Estação Paulista na Consolação e a Consolação na av. Paulista

CHICO MATTOSO
ESPECIAL PARA A FOLHA

Julio Cortázar adorava o metrô. Para o escritor argentino, estar num trem sob a terra mexe de tal modo com a nossa percepção que, dentro do vagão, os poucos segundos que separam duas estações podem ser uma eternidade.
Não sei se os administradores do metrô paulistano já leram Cortázar. De todo modo, agora nosso escasso underground ganha uma gotinha de realismo fantástico, com a nova estação Paulista, na rua da Consolação, a poucos metros da estação Consolação, localizada na... avenida Paulista.
São Paulo ganhou de presente um monumento ao nonsense. Um amigo inteligente me explicou que é isso mesmo, nas cidades com malha metroviária mais extensa as estações costumam ser batizadas com o nome de ruas transversais. Em São Paulo já existem alguns exemplos, como a estação Brigadeiro.
Aceito o argumento, mas a regra não deveria se aplicar a estações vizinhas. Solução simples seria rebatizar a estação Consolação, que poderia apropriadamente chamar-se Augusta. Mas isso tudo é insignificante, detalhes de ordem lógica que nada têm a ver com as reflexões que o fato despertou em mim.

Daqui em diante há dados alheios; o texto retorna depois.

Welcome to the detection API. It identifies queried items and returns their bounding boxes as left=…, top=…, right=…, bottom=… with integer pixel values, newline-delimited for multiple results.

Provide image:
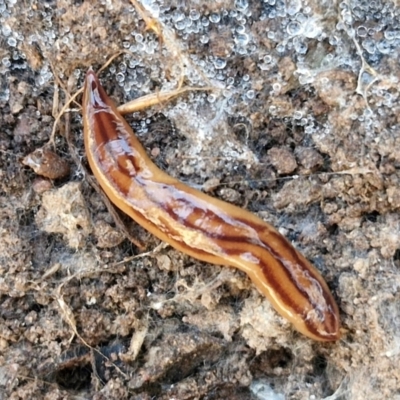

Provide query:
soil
left=0, top=0, right=400, bottom=400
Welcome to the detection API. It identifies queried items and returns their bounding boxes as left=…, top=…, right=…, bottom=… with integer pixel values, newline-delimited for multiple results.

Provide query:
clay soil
left=0, top=0, right=400, bottom=400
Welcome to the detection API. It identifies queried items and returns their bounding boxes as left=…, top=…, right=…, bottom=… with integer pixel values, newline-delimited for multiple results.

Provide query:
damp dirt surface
left=0, top=0, right=400, bottom=400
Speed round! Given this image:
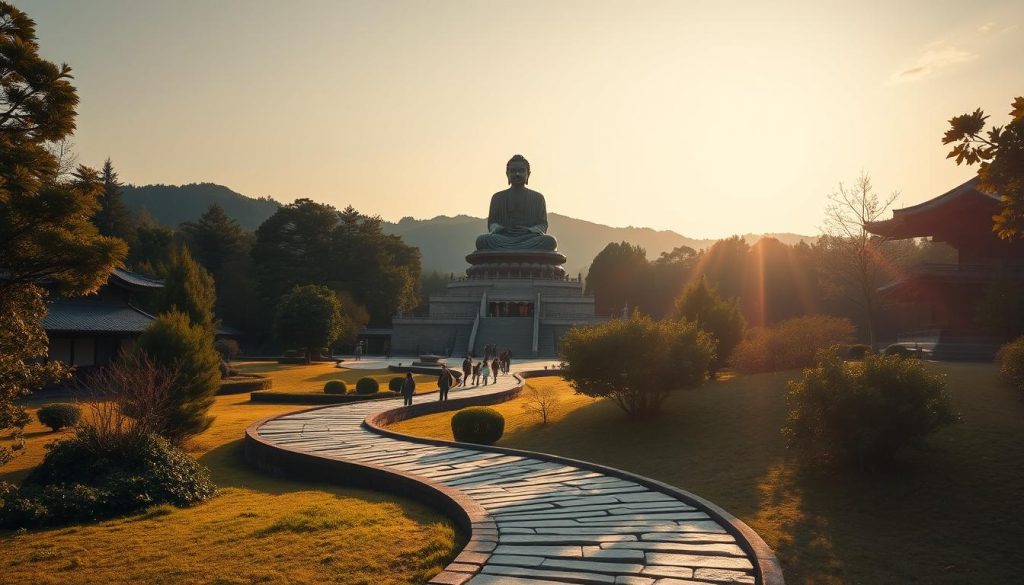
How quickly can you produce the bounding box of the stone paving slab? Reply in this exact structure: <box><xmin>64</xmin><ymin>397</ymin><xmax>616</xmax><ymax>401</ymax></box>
<box><xmin>250</xmin><ymin>364</ymin><xmax>782</xmax><ymax>585</ymax></box>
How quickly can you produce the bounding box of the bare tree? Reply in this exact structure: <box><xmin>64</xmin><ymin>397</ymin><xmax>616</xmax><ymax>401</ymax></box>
<box><xmin>78</xmin><ymin>353</ymin><xmax>178</xmax><ymax>454</ymax></box>
<box><xmin>522</xmin><ymin>386</ymin><xmax>561</xmax><ymax>424</ymax></box>
<box><xmin>819</xmin><ymin>172</ymin><xmax>899</xmax><ymax>346</ymax></box>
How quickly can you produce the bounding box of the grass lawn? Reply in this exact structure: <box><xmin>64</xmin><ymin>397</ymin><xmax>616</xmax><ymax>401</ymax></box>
<box><xmin>231</xmin><ymin>362</ymin><xmax>437</xmax><ymax>393</ymax></box>
<box><xmin>392</xmin><ymin>364</ymin><xmax>1024</xmax><ymax>585</ymax></box>
<box><xmin>0</xmin><ymin>365</ymin><xmax>460</xmax><ymax>585</ymax></box>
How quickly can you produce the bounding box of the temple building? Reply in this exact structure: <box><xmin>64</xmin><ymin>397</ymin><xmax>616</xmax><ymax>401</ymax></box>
<box><xmin>865</xmin><ymin>178</ymin><xmax>1024</xmax><ymax>360</ymax></box>
<box><xmin>390</xmin><ymin>155</ymin><xmax>604</xmax><ymax>358</ymax></box>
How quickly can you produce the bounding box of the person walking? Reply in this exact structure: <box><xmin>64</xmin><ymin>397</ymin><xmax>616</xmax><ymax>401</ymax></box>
<box><xmin>459</xmin><ymin>356</ymin><xmax>473</xmax><ymax>388</ymax></box>
<box><xmin>401</xmin><ymin>372</ymin><xmax>416</xmax><ymax>407</ymax></box>
<box><xmin>437</xmin><ymin>366</ymin><xmax>455</xmax><ymax>402</ymax></box>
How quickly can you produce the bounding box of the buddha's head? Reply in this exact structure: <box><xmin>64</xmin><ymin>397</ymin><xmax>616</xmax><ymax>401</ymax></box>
<box><xmin>505</xmin><ymin>155</ymin><xmax>529</xmax><ymax>186</ymax></box>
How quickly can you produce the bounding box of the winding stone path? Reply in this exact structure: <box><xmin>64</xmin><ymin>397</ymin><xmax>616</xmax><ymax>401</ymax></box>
<box><xmin>246</xmin><ymin>366</ymin><xmax>783</xmax><ymax>585</ymax></box>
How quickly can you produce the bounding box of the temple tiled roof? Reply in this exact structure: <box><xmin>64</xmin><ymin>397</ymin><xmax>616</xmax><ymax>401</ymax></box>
<box><xmin>111</xmin><ymin>268</ymin><xmax>164</xmax><ymax>289</ymax></box>
<box><xmin>43</xmin><ymin>300</ymin><xmax>154</xmax><ymax>333</ymax></box>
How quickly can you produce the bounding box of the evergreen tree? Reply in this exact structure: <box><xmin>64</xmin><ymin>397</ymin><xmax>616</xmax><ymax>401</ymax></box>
<box><xmin>273</xmin><ymin>285</ymin><xmax>345</xmax><ymax>363</ymax></box>
<box><xmin>676</xmin><ymin>277</ymin><xmax>746</xmax><ymax>374</ymax></box>
<box><xmin>181</xmin><ymin>204</ymin><xmax>261</xmax><ymax>332</ymax></box>
<box><xmin>136</xmin><ymin>310</ymin><xmax>220</xmax><ymax>445</ymax></box>
<box><xmin>586</xmin><ymin>242</ymin><xmax>648</xmax><ymax>316</ymax></box>
<box><xmin>92</xmin><ymin>159</ymin><xmax>135</xmax><ymax>245</ymax></box>
<box><xmin>0</xmin><ymin>2</ymin><xmax>126</xmax><ymax>463</ymax></box>
<box><xmin>159</xmin><ymin>246</ymin><xmax>217</xmax><ymax>336</ymax></box>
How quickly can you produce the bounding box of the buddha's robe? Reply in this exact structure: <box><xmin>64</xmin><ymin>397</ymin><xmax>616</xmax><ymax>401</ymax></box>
<box><xmin>476</xmin><ymin>187</ymin><xmax>558</xmax><ymax>251</ymax></box>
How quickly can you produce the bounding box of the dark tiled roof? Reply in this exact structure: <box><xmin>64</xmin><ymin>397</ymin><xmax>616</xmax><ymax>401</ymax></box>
<box><xmin>43</xmin><ymin>300</ymin><xmax>153</xmax><ymax>333</ymax></box>
<box><xmin>111</xmin><ymin>268</ymin><xmax>164</xmax><ymax>289</ymax></box>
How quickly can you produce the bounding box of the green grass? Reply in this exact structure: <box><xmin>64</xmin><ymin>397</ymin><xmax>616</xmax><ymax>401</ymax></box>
<box><xmin>0</xmin><ymin>365</ymin><xmax>460</xmax><ymax>585</ymax></box>
<box><xmin>231</xmin><ymin>362</ymin><xmax>437</xmax><ymax>393</ymax></box>
<box><xmin>392</xmin><ymin>364</ymin><xmax>1024</xmax><ymax>584</ymax></box>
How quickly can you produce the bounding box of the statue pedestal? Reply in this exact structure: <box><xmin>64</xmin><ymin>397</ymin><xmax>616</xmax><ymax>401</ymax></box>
<box><xmin>466</xmin><ymin>250</ymin><xmax>565</xmax><ymax>280</ymax></box>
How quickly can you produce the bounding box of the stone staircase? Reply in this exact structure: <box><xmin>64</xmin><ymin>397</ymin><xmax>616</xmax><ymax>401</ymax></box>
<box><xmin>467</xmin><ymin>317</ymin><xmax>534</xmax><ymax>360</ymax></box>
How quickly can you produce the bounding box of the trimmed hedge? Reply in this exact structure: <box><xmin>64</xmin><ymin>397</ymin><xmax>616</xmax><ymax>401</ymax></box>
<box><xmin>36</xmin><ymin>403</ymin><xmax>82</xmax><ymax>430</ymax></box>
<box><xmin>355</xmin><ymin>378</ymin><xmax>381</xmax><ymax>395</ymax></box>
<box><xmin>452</xmin><ymin>407</ymin><xmax>505</xmax><ymax>445</ymax></box>
<box><xmin>324</xmin><ymin>380</ymin><xmax>348</xmax><ymax>394</ymax></box>
<box><xmin>217</xmin><ymin>375</ymin><xmax>273</xmax><ymax>394</ymax></box>
<box><xmin>249</xmin><ymin>390</ymin><xmax>401</xmax><ymax>405</ymax></box>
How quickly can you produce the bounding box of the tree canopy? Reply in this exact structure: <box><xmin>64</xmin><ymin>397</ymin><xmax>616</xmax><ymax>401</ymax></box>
<box><xmin>0</xmin><ymin>2</ymin><xmax>126</xmax><ymax>463</ymax></box>
<box><xmin>273</xmin><ymin>285</ymin><xmax>345</xmax><ymax>360</ymax></box>
<box><xmin>942</xmin><ymin>96</ymin><xmax>1024</xmax><ymax>240</ymax></box>
<box><xmin>253</xmin><ymin>199</ymin><xmax>420</xmax><ymax>324</ymax></box>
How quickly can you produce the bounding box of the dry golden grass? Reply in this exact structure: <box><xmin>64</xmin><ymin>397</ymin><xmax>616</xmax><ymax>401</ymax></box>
<box><xmin>392</xmin><ymin>364</ymin><xmax>1024</xmax><ymax>585</ymax></box>
<box><xmin>231</xmin><ymin>362</ymin><xmax>437</xmax><ymax>393</ymax></box>
<box><xmin>0</xmin><ymin>365</ymin><xmax>460</xmax><ymax>585</ymax></box>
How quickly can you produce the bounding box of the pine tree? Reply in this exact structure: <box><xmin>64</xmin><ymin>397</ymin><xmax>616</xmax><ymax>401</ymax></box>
<box><xmin>159</xmin><ymin>246</ymin><xmax>217</xmax><ymax>337</ymax></box>
<box><xmin>92</xmin><ymin>159</ymin><xmax>135</xmax><ymax>245</ymax></box>
<box><xmin>0</xmin><ymin>2</ymin><xmax>126</xmax><ymax>463</ymax></box>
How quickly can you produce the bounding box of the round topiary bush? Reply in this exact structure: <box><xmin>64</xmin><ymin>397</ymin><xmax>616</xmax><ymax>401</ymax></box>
<box><xmin>324</xmin><ymin>380</ymin><xmax>348</xmax><ymax>394</ymax></box>
<box><xmin>355</xmin><ymin>378</ymin><xmax>381</xmax><ymax>394</ymax></box>
<box><xmin>452</xmin><ymin>407</ymin><xmax>505</xmax><ymax>445</ymax></box>
<box><xmin>36</xmin><ymin>403</ymin><xmax>82</xmax><ymax>430</ymax></box>
<box><xmin>846</xmin><ymin>343</ymin><xmax>872</xmax><ymax>360</ymax></box>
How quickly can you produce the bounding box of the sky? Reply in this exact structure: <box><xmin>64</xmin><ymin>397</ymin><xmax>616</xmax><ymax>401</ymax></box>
<box><xmin>14</xmin><ymin>0</ymin><xmax>1024</xmax><ymax>238</ymax></box>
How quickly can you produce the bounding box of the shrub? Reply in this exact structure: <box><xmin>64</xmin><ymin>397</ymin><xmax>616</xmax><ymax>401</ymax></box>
<box><xmin>882</xmin><ymin>343</ymin><xmax>921</xmax><ymax>358</ymax></box>
<box><xmin>732</xmin><ymin>315</ymin><xmax>855</xmax><ymax>374</ymax></box>
<box><xmin>452</xmin><ymin>407</ymin><xmax>505</xmax><ymax>445</ymax></box>
<box><xmin>36</xmin><ymin>403</ymin><xmax>82</xmax><ymax>430</ymax></box>
<box><xmin>0</xmin><ymin>426</ymin><xmax>216</xmax><ymax>528</ymax></box>
<box><xmin>355</xmin><ymin>378</ymin><xmax>381</xmax><ymax>394</ymax></box>
<box><xmin>324</xmin><ymin>380</ymin><xmax>348</xmax><ymax>394</ymax></box>
<box><xmin>995</xmin><ymin>337</ymin><xmax>1024</xmax><ymax>392</ymax></box>
<box><xmin>675</xmin><ymin>277</ymin><xmax>746</xmax><ymax>374</ymax></box>
<box><xmin>136</xmin><ymin>310</ymin><xmax>220</xmax><ymax>445</ymax></box>
<box><xmin>782</xmin><ymin>350</ymin><xmax>958</xmax><ymax>466</ymax></box>
<box><xmin>213</xmin><ymin>339</ymin><xmax>242</xmax><ymax>362</ymax></box>
<box><xmin>846</xmin><ymin>343</ymin><xmax>873</xmax><ymax>360</ymax></box>
<box><xmin>217</xmin><ymin>374</ymin><xmax>273</xmax><ymax>394</ymax></box>
<box><xmin>561</xmin><ymin>315</ymin><xmax>715</xmax><ymax>418</ymax></box>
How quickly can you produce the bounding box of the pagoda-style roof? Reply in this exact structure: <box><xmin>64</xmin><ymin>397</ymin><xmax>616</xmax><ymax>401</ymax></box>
<box><xmin>106</xmin><ymin>268</ymin><xmax>164</xmax><ymax>291</ymax></box>
<box><xmin>864</xmin><ymin>177</ymin><xmax>999</xmax><ymax>248</ymax></box>
<box><xmin>43</xmin><ymin>299</ymin><xmax>154</xmax><ymax>335</ymax></box>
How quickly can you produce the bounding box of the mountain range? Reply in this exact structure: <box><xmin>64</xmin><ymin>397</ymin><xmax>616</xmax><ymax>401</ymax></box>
<box><xmin>124</xmin><ymin>182</ymin><xmax>816</xmax><ymax>275</ymax></box>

Toda grande cidade possui uma marca, um traço distintivo, que a prefeitura explora turisticamente. O Rio tem suas belezas naturais; Curitiba, o planejamento urbano; Brasília, o arrojo arquitetônico. São Paulo, há algumas décadas, tenta se vender como capital cosmopolita, onde trabalho, cultura e diversão se harmonizam.
Talvez seja hora de admitir: não deu muito certo. Faz algum tempo que São Paulo precisa se reinventar. É preciso achar uma característica que seja só nossa, que nos diferencie definitivamente. A confusão dos nomes no metrô me deu uma ideia, que eu gostaria de sugerir aos nossos administradores.
Não seria preciso muitas adaptações. Já posso ver os cartazes na saída do aeroporto: São Paulo, capital mundial da desordem. Imagino estrangeiros em êxtase, perdidos, perambulando pelas ruelas do centro, maravilhados com a falta de sinalização. Os folhetos turísticos. Os mapas fora de escala. O próprio metrô poderia ter o seu, embaralhando as estações, fazendo de cada viagem subterrânea um mergulho vertiginoso no acaso.
Seria o nosso símbolo. Nosso cartão de visitas. Pela primeira vez, cumpriríamos nossas promessas, sem desviar nem um milímetro de nossas reais potencialidades. São Paulo tem jeito. Só não vê quem não quer.